Mudanças na lei dos agrotóxicos põem em risco saúde e ambiente

Comissão Especial da Câmara dos Deputados aprovou, por 18 votos a nove, o PL 6.299/2002, também conhecido como “PL do Veneno”. A proposta está pronta para ser votada em Plenário e, na prática, representa uma flexibilização perigosa das regras de controle dos agrotóxicos no Brasil. Os defensores do projeto apontam a suposta necessidade de modernizar a legislação brasileira, que estaria “atrasada” em relação ao cenário internacional. Mas será que é adequado copiar leis estrangeiras sem levar em conta as diferentes características dos países?

A funesta realidade brasileira foi desconsiderada pela Comissão Especial ao aprovar o PL 6299/2002. Como importar e utilizar técnicas de avaliação de risco de uso de agrotóxicos de “primeiro mundo” com uma estrutura de “terceiro mundo”? Como permitir a liberação de agrotóxicos carcinogênicos (que causam câncer), mutagênicos (que causam mutação genética) e teratogênicos (que causam má-formação fetal) sem que tenhamos a devida infraestrutura para monitorar os riscos envolvidos?

Um exemplo ilustra o problema: o monitoramento da atrazina na América do Norte. O agrotóxico, banido da Europa em 2004, é um herbicida usado nas culturas de cana-de-açúcar, milho e sorgo. O produto possui elevada persistência em solos e alto potencial de escoamento superficial, motivo pelo qual é o principal agrotóxico encontrado em água para consumo humano nos EUA e Canadá. Estudos relacionam a atrazina à mudança de sexo em sapos e danos ao meio ambiente aquático. A exposição crônica estaria associada à perda de peso, degeneração muscular e danos cardiovasculares.

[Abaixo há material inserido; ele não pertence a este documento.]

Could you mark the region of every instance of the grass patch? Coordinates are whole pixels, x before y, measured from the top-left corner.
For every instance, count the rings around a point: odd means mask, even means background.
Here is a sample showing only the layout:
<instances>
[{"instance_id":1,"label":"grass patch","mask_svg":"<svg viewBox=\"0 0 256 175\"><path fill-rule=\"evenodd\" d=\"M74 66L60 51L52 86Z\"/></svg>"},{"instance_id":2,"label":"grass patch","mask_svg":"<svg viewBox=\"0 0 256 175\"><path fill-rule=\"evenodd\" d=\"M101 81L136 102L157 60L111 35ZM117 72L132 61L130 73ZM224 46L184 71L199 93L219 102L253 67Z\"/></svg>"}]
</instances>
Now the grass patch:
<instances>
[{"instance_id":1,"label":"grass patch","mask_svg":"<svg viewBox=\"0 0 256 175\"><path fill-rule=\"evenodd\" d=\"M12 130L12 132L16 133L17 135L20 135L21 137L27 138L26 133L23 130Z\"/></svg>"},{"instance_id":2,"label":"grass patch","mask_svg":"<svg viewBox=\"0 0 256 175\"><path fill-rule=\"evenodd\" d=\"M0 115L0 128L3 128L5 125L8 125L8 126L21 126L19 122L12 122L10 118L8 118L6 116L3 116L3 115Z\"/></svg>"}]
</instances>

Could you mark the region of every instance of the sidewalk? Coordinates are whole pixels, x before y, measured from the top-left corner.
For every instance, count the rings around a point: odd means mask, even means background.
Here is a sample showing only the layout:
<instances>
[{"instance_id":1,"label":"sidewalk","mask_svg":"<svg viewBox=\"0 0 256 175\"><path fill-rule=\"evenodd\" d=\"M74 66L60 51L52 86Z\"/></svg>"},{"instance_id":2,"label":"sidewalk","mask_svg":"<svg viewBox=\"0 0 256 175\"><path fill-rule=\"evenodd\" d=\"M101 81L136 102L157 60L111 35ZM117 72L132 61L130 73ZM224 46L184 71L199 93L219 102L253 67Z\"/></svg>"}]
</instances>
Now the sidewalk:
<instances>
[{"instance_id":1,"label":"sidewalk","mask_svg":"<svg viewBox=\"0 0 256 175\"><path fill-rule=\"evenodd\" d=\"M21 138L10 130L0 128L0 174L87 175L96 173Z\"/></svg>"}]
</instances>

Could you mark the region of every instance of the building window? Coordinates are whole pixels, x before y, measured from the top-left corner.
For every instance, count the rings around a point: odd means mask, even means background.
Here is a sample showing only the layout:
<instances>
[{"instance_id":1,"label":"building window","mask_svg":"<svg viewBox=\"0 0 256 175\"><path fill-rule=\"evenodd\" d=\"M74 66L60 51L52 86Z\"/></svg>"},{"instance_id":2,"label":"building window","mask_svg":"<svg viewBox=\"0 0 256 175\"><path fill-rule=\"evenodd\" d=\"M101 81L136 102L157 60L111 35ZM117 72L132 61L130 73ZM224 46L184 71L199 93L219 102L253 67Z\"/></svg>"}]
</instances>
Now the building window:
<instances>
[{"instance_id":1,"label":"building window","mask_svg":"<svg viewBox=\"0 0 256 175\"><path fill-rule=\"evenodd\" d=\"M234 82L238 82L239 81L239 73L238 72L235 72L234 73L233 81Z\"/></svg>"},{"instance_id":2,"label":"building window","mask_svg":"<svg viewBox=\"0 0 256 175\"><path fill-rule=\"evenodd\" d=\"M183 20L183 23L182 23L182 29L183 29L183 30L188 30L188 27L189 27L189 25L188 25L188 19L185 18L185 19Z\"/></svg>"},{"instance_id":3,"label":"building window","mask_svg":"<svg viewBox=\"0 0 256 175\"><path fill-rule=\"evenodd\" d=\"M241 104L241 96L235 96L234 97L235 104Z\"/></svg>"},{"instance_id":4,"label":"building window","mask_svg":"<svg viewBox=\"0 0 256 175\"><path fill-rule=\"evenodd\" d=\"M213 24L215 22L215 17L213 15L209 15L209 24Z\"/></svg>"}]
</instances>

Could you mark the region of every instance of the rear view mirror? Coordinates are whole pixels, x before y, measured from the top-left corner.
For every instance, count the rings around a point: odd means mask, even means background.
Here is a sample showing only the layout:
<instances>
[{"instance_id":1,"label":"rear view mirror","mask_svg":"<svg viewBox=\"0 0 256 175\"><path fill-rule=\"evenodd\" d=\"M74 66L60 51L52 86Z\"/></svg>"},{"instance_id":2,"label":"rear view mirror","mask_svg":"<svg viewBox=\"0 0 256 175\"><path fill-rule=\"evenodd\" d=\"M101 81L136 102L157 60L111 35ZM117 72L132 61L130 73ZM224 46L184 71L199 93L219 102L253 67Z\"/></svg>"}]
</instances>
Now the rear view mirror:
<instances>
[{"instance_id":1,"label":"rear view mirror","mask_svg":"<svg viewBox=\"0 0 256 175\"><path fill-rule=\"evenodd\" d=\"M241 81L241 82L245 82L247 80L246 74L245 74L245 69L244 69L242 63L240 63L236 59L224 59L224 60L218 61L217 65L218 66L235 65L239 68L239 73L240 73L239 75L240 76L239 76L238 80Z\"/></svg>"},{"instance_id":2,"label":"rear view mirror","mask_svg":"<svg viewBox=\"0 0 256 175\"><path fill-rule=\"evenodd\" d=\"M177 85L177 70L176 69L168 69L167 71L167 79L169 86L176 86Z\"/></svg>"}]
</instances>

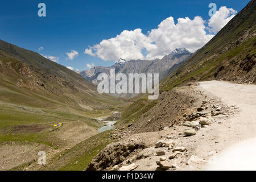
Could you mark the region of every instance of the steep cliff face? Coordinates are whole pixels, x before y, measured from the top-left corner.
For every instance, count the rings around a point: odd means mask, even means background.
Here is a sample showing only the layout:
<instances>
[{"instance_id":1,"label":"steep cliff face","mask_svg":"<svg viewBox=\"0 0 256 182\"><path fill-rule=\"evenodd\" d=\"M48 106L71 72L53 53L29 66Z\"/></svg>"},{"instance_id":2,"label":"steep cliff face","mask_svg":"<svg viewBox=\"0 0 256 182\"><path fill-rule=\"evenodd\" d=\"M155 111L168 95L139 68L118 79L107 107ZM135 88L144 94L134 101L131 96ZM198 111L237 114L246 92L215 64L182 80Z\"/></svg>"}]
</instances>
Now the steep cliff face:
<instances>
[{"instance_id":1,"label":"steep cliff face","mask_svg":"<svg viewBox=\"0 0 256 182\"><path fill-rule=\"evenodd\" d=\"M129 73L159 73L159 80L162 80L184 63L191 55L191 53L185 48L176 49L162 59L131 60L130 61L120 59L118 63L112 67L95 67L89 70L81 72L79 74L86 80L96 85L97 85L99 82L97 80L98 75L105 73L109 76L110 69L115 69L116 74L122 73L127 76ZM115 94L114 95L118 97L130 97L137 94Z\"/></svg>"}]
</instances>

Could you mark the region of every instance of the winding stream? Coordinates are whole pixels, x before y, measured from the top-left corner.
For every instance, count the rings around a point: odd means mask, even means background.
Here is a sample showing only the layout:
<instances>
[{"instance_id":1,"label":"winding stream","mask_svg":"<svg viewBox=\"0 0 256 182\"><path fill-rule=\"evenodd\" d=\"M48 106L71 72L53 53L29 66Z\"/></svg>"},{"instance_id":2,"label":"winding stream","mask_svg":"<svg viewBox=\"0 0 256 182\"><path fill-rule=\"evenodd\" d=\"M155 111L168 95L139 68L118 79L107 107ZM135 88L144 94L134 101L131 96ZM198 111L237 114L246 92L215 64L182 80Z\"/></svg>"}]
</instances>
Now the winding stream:
<instances>
[{"instance_id":1,"label":"winding stream","mask_svg":"<svg viewBox=\"0 0 256 182\"><path fill-rule=\"evenodd\" d=\"M104 132L107 130L112 130L115 128L114 125L117 122L116 121L102 121L102 123L105 125L102 127L100 128L98 130L99 133Z\"/></svg>"}]
</instances>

Nos EUA e Canadá, programas específicos monitoram os resíduos de atrazina na água. Nos Estados Unidos, cerca de 150 municípios são monitorados de forma intensiva. Durante os picos de utilização, a coleta de água é feita semanalmente. Nos demais períodos, a coleta é quinzenal. Nos demais municípios do país, a coleta é trimestral.

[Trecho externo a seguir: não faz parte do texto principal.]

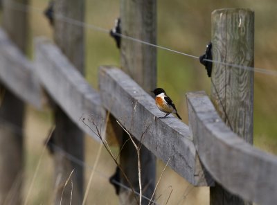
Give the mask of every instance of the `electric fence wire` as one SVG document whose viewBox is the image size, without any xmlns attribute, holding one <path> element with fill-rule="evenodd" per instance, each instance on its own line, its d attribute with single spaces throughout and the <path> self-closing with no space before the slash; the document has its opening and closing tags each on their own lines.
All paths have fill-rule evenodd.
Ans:
<svg viewBox="0 0 277 205">
<path fill-rule="evenodd" d="M 11 0 L 11 1 L 12 1 L 12 0 Z M 12 6 L 11 6 L 11 4 L 8 4 L 8 6 L 10 6 L 10 8 L 12 8 L 12 9 L 15 9 L 15 10 L 21 10 L 22 12 L 26 12 L 35 11 L 35 12 L 39 12 L 40 14 L 43 14 L 44 12 L 44 10 L 43 9 L 37 8 L 37 7 L 15 2 L 13 1 L 12 2 Z M 4 4 L 3 7 L 5 7 L 5 6 L 6 6 Z M 97 30 L 97 31 L 105 33 L 109 33 L 109 32 L 110 32 L 110 29 L 107 29 L 107 28 L 102 28 L 100 26 L 98 26 L 96 25 L 82 22 L 82 21 L 78 21 L 78 20 L 76 20 L 76 19 L 72 19 L 70 17 L 65 17 L 65 16 L 60 15 L 60 14 L 54 14 L 54 16 L 57 19 L 59 19 L 60 21 L 63 21 L 64 22 L 66 22 L 68 24 L 73 24 L 73 25 L 75 25 L 78 26 L 83 27 L 84 28 L 91 29 L 93 30 Z M 180 55 L 187 56 L 187 57 L 189 57 L 191 58 L 197 59 L 197 60 L 199 60 L 199 58 L 198 56 L 196 56 L 196 55 L 190 55 L 190 54 L 178 51 L 176 51 L 176 50 L 174 50 L 172 48 L 167 48 L 165 46 L 152 44 L 152 43 L 145 42 L 141 39 L 138 39 L 132 37 L 131 36 L 125 35 L 120 34 L 120 33 L 115 33 L 114 35 L 119 36 L 122 38 L 130 40 L 130 41 L 136 42 L 138 42 L 138 43 L 140 43 L 142 44 L 145 44 L 145 45 L 148 45 L 150 46 L 153 46 L 153 47 L 155 47 L 155 48 L 157 48 L 159 49 L 168 51 L 172 52 L 175 53 L 180 54 Z M 229 63 L 229 62 L 220 62 L 220 61 L 212 60 L 208 60 L 208 59 L 204 59 L 204 61 L 210 62 L 213 62 L 215 64 L 222 64 L 222 65 L 225 65 L 227 66 L 231 66 L 231 67 L 237 68 L 237 69 L 244 69 L 247 71 L 254 71 L 256 73 L 260 73 L 266 74 L 266 75 L 269 75 L 277 76 L 277 71 L 275 71 L 275 70 L 269 70 L 269 69 L 262 69 L 262 68 L 256 68 L 256 67 L 252 67 L 252 66 L 243 66 L 243 65 L 239 65 L 239 64 L 232 64 L 232 63 Z"/>
<path fill-rule="evenodd" d="M 12 130 L 12 132 L 14 132 L 15 134 L 18 134 L 19 136 L 22 134 L 22 132 L 24 131 L 23 129 L 21 129 L 20 127 L 19 127 L 17 125 L 12 124 L 10 122 L 8 121 L 6 119 L 3 119 L 3 118 L 0 117 L 0 126 L 3 127 L 3 126 L 6 126 L 6 127 L 8 127 L 8 129 L 10 130 Z M 38 138 L 35 137 L 35 139 L 38 139 Z M 39 142 L 40 143 L 40 142 Z M 77 157 L 73 156 L 72 154 L 71 154 L 70 153 L 67 152 L 66 151 L 65 151 L 64 150 L 63 150 L 62 148 L 60 148 L 60 146 L 55 145 L 55 143 L 48 142 L 48 143 L 53 148 L 53 149 L 56 151 L 60 152 L 60 153 L 62 153 L 62 155 L 64 155 L 64 157 L 65 158 L 66 158 L 67 159 L 69 159 L 69 161 L 74 162 L 77 164 L 78 164 L 79 166 L 82 166 L 84 168 L 86 169 L 89 169 L 92 170 L 93 169 L 93 167 L 91 165 L 87 164 L 87 163 L 85 163 L 84 161 L 83 161 L 82 160 L 80 160 L 79 159 L 78 159 Z M 103 173 L 103 172 L 100 171 L 97 169 L 95 170 L 96 173 L 97 173 L 99 176 L 100 176 L 101 177 L 107 179 L 108 181 L 109 180 L 109 177 L 105 175 Z M 127 190 L 127 191 L 129 192 L 132 192 L 132 188 L 128 187 L 127 186 L 120 183 L 120 181 L 118 181 L 116 180 L 115 180 L 114 179 L 112 179 L 111 181 L 112 182 L 114 182 L 114 184 L 116 184 L 116 185 L 120 186 L 121 188 Z M 134 193 L 139 196 L 139 193 L 134 191 Z M 142 197 L 146 200 L 148 200 L 148 202 L 150 202 L 151 203 L 152 203 L 152 204 L 159 204 L 157 202 L 148 198 L 148 197 L 144 196 L 143 195 L 142 195 Z"/>
</svg>

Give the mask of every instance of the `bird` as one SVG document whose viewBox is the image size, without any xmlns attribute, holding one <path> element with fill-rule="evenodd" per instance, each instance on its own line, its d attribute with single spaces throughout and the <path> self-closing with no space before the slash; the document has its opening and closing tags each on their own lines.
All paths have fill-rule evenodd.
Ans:
<svg viewBox="0 0 277 205">
<path fill-rule="evenodd" d="M 181 120 L 181 118 L 177 113 L 175 105 L 174 105 L 172 100 L 166 95 L 165 90 L 162 88 L 156 88 L 151 92 L 154 93 L 156 96 L 155 101 L 156 105 L 159 109 L 161 112 L 166 113 L 163 117 L 159 117 L 159 118 L 166 118 L 168 115 L 170 113 L 174 113 Z"/>
</svg>

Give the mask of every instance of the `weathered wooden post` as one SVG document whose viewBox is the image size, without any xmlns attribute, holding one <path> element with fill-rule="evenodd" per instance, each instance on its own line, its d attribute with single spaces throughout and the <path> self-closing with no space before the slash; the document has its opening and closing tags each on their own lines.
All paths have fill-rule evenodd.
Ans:
<svg viewBox="0 0 277 205">
<path fill-rule="evenodd" d="M 84 71 L 84 30 L 83 28 L 62 20 L 62 17 L 84 21 L 84 0 L 55 0 L 54 1 L 54 39 L 62 52 L 81 72 Z M 62 83 L 62 82 L 61 82 Z M 84 136 L 82 132 L 64 112 L 57 106 L 55 112 L 56 127 L 53 143 L 80 160 L 84 159 Z M 57 194 L 55 204 L 60 204 L 64 183 L 74 169 L 72 175 L 72 204 L 81 204 L 83 195 L 83 168 L 79 164 L 64 157 L 58 150 L 55 152 L 55 184 Z M 62 204 L 69 204 L 71 187 L 64 189 Z"/>
<path fill-rule="evenodd" d="M 26 53 L 27 48 L 27 13 L 15 10 L 13 2 L 27 4 L 28 0 L 3 0 L 3 26 L 15 44 Z M 21 204 L 23 172 L 23 132 L 15 132 L 5 121 L 22 127 L 24 106 L 8 89 L 4 90 L 0 107 L 0 204 Z M 4 121 L 1 121 L 3 119 Z M 12 192 L 12 193 L 11 193 Z M 8 193 L 12 193 L 8 195 Z"/>
<path fill-rule="evenodd" d="M 156 44 L 157 3 L 155 0 L 120 2 L 122 34 Z M 123 71 L 134 78 L 145 91 L 157 84 L 157 49 L 126 39 L 121 39 L 121 65 Z M 131 120 L 132 116 L 130 116 Z M 129 137 L 123 134 L 122 142 Z M 156 159 L 144 146 L 141 151 L 141 182 L 143 195 L 151 198 L 155 186 Z M 120 165 L 135 190 L 139 192 L 136 152 L 132 142 L 124 146 L 120 154 Z M 121 177 L 125 184 L 129 186 Z M 124 204 L 136 204 L 132 193 L 120 189 L 120 200 Z M 148 204 L 143 199 L 142 204 Z"/>
<path fill-rule="evenodd" d="M 213 11 L 212 43 L 213 60 L 253 66 L 254 12 L 240 8 Z M 211 76 L 211 100 L 220 116 L 233 132 L 251 144 L 253 74 L 253 71 L 215 62 Z M 211 188 L 210 192 L 213 205 L 251 204 L 220 184 Z"/>
</svg>

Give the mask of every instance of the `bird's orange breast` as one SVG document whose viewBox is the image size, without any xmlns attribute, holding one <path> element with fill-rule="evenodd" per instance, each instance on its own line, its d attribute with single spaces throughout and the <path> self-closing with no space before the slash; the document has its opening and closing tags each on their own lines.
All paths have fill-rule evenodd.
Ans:
<svg viewBox="0 0 277 205">
<path fill-rule="evenodd" d="M 171 113 L 173 109 L 171 106 L 168 106 L 166 100 L 161 97 L 156 97 L 155 98 L 156 105 L 159 109 L 165 113 Z"/>
</svg>

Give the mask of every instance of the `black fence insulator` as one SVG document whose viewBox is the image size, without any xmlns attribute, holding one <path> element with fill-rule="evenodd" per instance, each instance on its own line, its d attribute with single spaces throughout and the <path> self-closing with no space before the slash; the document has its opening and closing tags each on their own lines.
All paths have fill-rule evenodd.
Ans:
<svg viewBox="0 0 277 205">
<path fill-rule="evenodd" d="M 120 48 L 121 43 L 121 28 L 120 28 L 120 19 L 116 19 L 114 27 L 109 32 L 110 35 L 114 39 L 116 43 L 116 47 Z"/>
<path fill-rule="evenodd" d="M 54 26 L 54 1 L 51 1 L 48 5 L 48 7 L 44 10 L 44 15 L 49 20 L 49 23 L 51 26 Z"/>
<path fill-rule="evenodd" d="M 120 187 L 116 183 L 116 181 L 120 181 L 120 170 L 118 167 L 116 167 L 116 172 L 111 177 L 109 177 L 109 183 L 114 185 L 114 187 L 116 189 L 116 193 L 118 195 Z"/>
<path fill-rule="evenodd" d="M 205 66 L 207 70 L 208 76 L 211 78 L 212 74 L 213 62 L 208 60 L 213 60 L 212 43 L 206 46 L 205 53 L 199 57 L 200 62 Z"/>
</svg>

E no Brasil? O último relatório disponível do Ministério da Saúde sobre monitoramento de agrotóxicos em água para consumo humano é de 2014. O relatório tem dados de apenas 13% dos municípios brasileiros. Em outros termos, 87% dos municípios brasileiros não têm sua água monitorada para resíduos de agrotóxicos.

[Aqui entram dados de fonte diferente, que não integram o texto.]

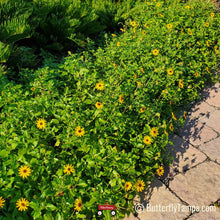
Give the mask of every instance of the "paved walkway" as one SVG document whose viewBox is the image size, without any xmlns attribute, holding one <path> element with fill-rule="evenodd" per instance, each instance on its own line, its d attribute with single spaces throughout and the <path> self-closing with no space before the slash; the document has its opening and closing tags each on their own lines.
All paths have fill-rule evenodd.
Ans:
<svg viewBox="0 0 220 220">
<path fill-rule="evenodd" d="M 220 208 L 192 210 L 220 203 L 220 83 L 205 89 L 202 98 L 188 112 L 185 127 L 171 137 L 172 166 L 134 201 L 144 210 L 124 220 L 220 219 Z"/>
</svg>

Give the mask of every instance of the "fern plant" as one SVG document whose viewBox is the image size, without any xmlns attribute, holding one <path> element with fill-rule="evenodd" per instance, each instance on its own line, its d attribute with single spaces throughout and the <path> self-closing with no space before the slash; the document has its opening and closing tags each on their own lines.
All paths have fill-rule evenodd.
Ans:
<svg viewBox="0 0 220 220">
<path fill-rule="evenodd" d="M 30 36 L 30 14 L 31 8 L 23 0 L 0 1 L 0 63 L 8 60 L 17 41 Z"/>
</svg>

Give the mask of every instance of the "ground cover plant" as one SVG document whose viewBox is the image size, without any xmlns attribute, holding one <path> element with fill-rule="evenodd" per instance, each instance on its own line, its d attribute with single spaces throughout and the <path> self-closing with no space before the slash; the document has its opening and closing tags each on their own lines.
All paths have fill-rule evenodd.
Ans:
<svg viewBox="0 0 220 220">
<path fill-rule="evenodd" d="M 105 47 L 22 69 L 1 69 L 0 219 L 115 219 L 169 164 L 178 106 L 213 82 L 220 16 L 203 1 L 138 4 Z M 110 212 L 103 213 L 111 219 Z"/>
</svg>

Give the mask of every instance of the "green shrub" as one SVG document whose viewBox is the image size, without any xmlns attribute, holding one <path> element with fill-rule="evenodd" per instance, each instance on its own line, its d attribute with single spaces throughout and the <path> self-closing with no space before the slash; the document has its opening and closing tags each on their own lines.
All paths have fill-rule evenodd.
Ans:
<svg viewBox="0 0 220 220">
<path fill-rule="evenodd" d="M 96 219 L 104 203 L 116 219 L 134 212 L 134 196 L 169 164 L 168 134 L 186 117 L 177 107 L 215 80 L 219 22 L 200 1 L 144 2 L 105 48 L 48 61 L 29 86 L 0 87 L 1 215 Z"/>
<path fill-rule="evenodd" d="M 6 63 L 14 53 L 17 41 L 30 36 L 30 13 L 24 1 L 0 1 L 0 63 Z"/>
</svg>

Segundo as “Orientações técnicas para monitoramento de agrotóxicos para consumo humano” do Ministério da Saúde, a frequência das amostras deveria observar “a periodicidade de uso de agrotóxicos e a sazonalidade das culturas (período de chuvas ou início da seca)”. No entanto, não há dados disponíveis sobre a periodicidade mínima ou dos municípios prioritários. E o mais importante: todas as amostras deveriam ser remetidas para um único laboratório, o Laboratório da Secção de Meio Ambiente do Instituto Evandro Chagas (IEC).

No ano de 2018, o laboratório do IEC, em resposta a questionamento sobre a capacidade de análise, respondeu que não dispunha de todos os padrões necessários para realizar os exames relacionados aos 27 princípios ativos de agrotóxicos necessários para cumprimento das exigências do Ministério da Saúde.

Diante desse quadro, a pergunta retorna: com esta estrutura, como evitar que agrotóxicos carcinogênicos, mutagênicos e teratogênicos possam estar presentes na sua água? O risco de que substâncias altamente prejudiciais à saúde e ao meio ambiente contaminem solos e mananciais é real, caso o PL 6.299/02 seja aprovado da forma como está.

Nunca é demais lembrar: agrotóxico sem controle, monitoramento e fiscalização adequados é veneno.

Marco Antonio Delfino é procurador da República, coordenador do Grupo de Trabalho Agrotóxicos e Transgênicos do Ministério Público Federal.

Fonte: Marco Antonio Delfino – El País.